The Redemption of Wist Boxed Set: Books 1 - 3: The complete collection
Page 79
‘But why are they here?’ said Wist. ‘This is a camp not a home.’ He pointed to the pelt surfaces that made up their prison. Then he too laughed. ‘The wyverns. Of course, the wyverns.’
‘What of them Dionach?’ asked Haumea.
‘The wyverns have been hunting them and so they have fled further and further north.’
‘Until they had to stop,’ said Aviti. ‘But why stop here? Why not use the cave as a base? This will not suffice. Not for any length of time.’
‘Maybe they hope to return home?’ said Wist. ‘Maybe entering the cave will be a step too far?’
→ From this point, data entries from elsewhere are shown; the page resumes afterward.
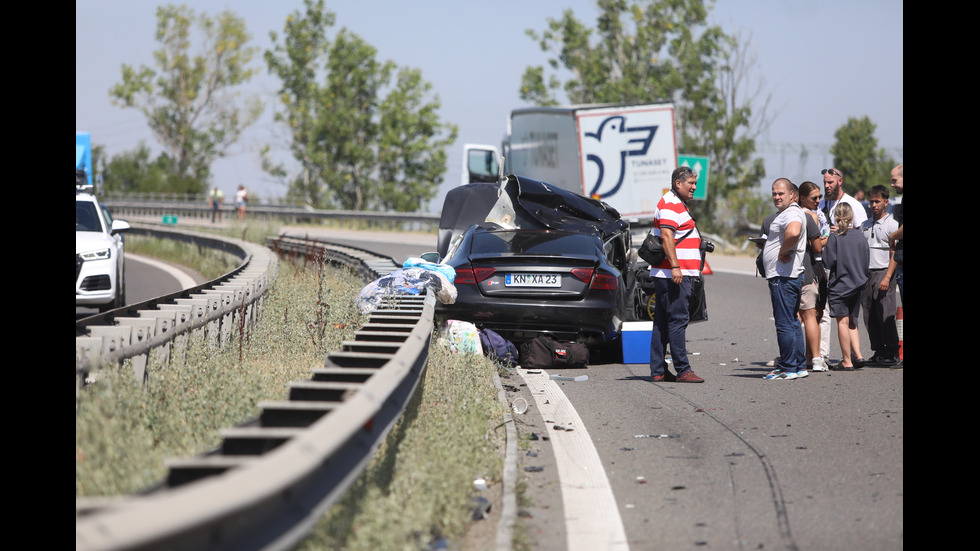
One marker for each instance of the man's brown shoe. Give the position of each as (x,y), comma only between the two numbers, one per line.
(689,377)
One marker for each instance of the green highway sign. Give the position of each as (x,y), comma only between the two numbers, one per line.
(700,166)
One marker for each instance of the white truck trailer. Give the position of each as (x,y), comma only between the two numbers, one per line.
(622,155)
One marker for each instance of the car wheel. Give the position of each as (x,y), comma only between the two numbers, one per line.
(120,299)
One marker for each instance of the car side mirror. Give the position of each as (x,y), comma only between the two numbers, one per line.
(119,226)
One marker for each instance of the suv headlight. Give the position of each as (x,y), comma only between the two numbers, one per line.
(103,254)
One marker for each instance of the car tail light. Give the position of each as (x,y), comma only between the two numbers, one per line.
(601,280)
(473,275)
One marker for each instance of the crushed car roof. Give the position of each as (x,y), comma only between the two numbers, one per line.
(519,202)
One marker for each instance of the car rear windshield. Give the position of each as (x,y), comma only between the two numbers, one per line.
(86,217)
(533,242)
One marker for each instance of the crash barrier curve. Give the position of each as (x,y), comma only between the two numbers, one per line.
(158,327)
(274,477)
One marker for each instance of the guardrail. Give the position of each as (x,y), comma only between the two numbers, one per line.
(289,214)
(136,331)
(275,476)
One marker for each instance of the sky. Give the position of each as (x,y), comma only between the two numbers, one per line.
(822,62)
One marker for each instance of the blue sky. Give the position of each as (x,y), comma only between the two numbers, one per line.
(822,61)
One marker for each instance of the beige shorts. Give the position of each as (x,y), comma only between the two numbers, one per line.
(808,296)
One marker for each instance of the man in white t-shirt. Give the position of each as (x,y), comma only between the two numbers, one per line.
(833,189)
(783,256)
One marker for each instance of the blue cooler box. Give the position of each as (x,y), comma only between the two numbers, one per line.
(636,341)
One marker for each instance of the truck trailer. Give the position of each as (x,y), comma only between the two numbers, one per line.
(622,155)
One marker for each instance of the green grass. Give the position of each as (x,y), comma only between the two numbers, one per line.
(416,488)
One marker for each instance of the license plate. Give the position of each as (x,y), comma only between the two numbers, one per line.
(533,280)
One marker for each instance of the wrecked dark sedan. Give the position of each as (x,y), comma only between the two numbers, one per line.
(533,259)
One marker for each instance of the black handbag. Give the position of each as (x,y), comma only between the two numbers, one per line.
(697,305)
(652,248)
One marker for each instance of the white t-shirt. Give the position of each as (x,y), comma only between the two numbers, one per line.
(774,241)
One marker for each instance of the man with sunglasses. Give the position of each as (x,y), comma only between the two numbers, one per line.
(833,187)
(879,301)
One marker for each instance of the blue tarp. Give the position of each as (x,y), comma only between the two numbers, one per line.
(83,153)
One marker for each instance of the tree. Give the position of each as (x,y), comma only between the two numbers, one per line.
(365,133)
(190,101)
(136,172)
(662,51)
(857,155)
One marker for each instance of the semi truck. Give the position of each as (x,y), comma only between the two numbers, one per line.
(621,155)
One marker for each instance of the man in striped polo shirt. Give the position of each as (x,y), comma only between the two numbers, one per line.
(672,279)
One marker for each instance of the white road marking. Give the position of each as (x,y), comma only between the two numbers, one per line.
(592,518)
(185,281)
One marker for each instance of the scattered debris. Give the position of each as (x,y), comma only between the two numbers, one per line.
(520,405)
(580,378)
(480,507)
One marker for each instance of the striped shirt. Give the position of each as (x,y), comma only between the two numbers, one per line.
(672,213)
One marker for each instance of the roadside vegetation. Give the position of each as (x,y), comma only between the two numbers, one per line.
(416,491)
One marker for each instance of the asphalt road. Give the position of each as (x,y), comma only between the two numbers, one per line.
(815,463)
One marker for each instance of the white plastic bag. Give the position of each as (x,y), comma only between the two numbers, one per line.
(460,337)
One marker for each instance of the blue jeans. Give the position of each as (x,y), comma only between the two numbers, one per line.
(671,316)
(785,295)
(900,277)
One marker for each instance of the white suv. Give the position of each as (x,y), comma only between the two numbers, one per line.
(99,261)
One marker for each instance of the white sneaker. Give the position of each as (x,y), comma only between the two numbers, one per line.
(819,364)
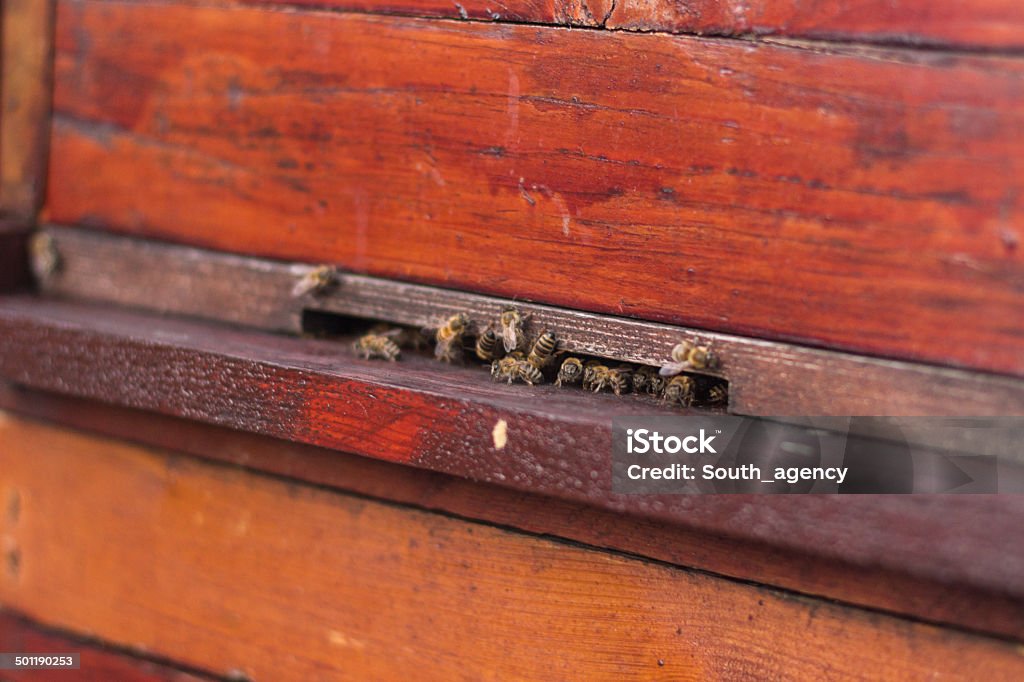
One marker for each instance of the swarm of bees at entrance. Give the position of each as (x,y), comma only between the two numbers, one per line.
(513,354)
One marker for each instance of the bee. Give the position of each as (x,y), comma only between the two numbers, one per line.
(512,335)
(449,338)
(315,281)
(543,350)
(656,384)
(680,390)
(621,379)
(641,379)
(505,369)
(45,258)
(528,372)
(595,376)
(486,345)
(570,372)
(378,345)
(688,355)
(718,394)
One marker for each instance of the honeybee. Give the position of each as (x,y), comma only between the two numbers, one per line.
(570,372)
(505,369)
(528,373)
(543,350)
(621,379)
(655,384)
(378,345)
(486,345)
(315,281)
(679,391)
(687,355)
(44,254)
(449,338)
(718,394)
(512,335)
(641,379)
(595,376)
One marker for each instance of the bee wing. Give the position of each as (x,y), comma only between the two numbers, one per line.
(672,369)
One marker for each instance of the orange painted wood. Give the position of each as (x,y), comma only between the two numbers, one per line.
(886,589)
(233,571)
(989,24)
(97,664)
(27,46)
(865,200)
(442,418)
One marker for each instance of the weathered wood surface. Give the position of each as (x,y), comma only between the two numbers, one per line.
(442,419)
(766,378)
(27,47)
(227,570)
(867,200)
(888,590)
(98,664)
(989,24)
(13,255)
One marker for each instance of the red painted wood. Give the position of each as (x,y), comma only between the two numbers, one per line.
(864,200)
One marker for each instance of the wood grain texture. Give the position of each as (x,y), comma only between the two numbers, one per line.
(27,44)
(97,664)
(863,200)
(13,255)
(558,443)
(765,377)
(212,566)
(888,590)
(984,24)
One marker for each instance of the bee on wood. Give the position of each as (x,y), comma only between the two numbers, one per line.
(641,379)
(512,333)
(449,338)
(687,355)
(315,281)
(718,394)
(504,369)
(570,372)
(621,379)
(543,350)
(680,390)
(528,372)
(595,376)
(378,345)
(486,345)
(656,384)
(44,255)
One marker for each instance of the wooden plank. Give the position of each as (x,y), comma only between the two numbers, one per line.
(890,590)
(557,442)
(765,377)
(13,255)
(991,24)
(97,663)
(212,565)
(27,44)
(868,201)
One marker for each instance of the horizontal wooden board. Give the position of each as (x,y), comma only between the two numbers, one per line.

Aviti did not believe that, but arguing about it was pointless. So, she asked their guard for water and food. He snarled at her, but repeated her request for water. His shout was answered when a bedraggled woman brought in a skin full of water. The woman looked painfully thin. The clothes she wore hung on her frame, as if they were made for someone twice her weight. She looked at the Giant with hunger in her eyes.
When the woman turned to go, Aviti caught sight of a golden object on her shoulder. It was not a bar as she feared, but a clasp. Rough copper wire passing under her armpit and over her shoulder held it in place. Then she was gone, leaving them to pass around the water. It was stale and brackish, but Aviti thanked the guard and returned the waterskin to him. He snatched it without acknowledgement.
‘What now?’ asked Decheal.
‘We wait,’ said Wist, stroking his ragged beard.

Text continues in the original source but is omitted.